Contrast that with a name that DOES look random, in which NO identifiable words were found, such as:
0, 34, aa625d84f1587749c1ab011d6f269f7d64, com
You can see the code we came up with for this in Appendix I.
As much as we want to find algorithmic domain names that lack English words, we also want to carefully avoid any popular “real” domain names. Avoiding those will give us insurance against most potential “false positives”:
Figure 2. False Positives and False Negatives
Well-defined “popular” domains are ones that are on any of a number of “top N” lists such as the Alexa One Million Top Domains, the Majestic Top One Million domains, or the Domcop Top 10 Million domains.
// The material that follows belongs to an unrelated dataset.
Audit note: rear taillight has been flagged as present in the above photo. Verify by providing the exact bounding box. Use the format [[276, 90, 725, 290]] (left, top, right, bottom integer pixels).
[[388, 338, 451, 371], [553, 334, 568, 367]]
The article, “Comparison Of Alexa, Majestic & Domcop Top Million Sites” does a nice job of laying out how to retrieve and extract domains from those lists.
To prepare a consolidated white list from those raw lists, we’ll:
This combined list has 8,650,286 domains which we’ll define as “exempt” from being tagged as “random-looking” algorithmic domain names. Does this leave us open to potentially missing a true “random-looking” algorithmic domain name that’s somehow also “popular?” Yes. There are definitely some pretty “random-looking” domains in that combined list, but we believe the value of protecting against accidentally mis-including popular domains outways the risk of having “false positives.”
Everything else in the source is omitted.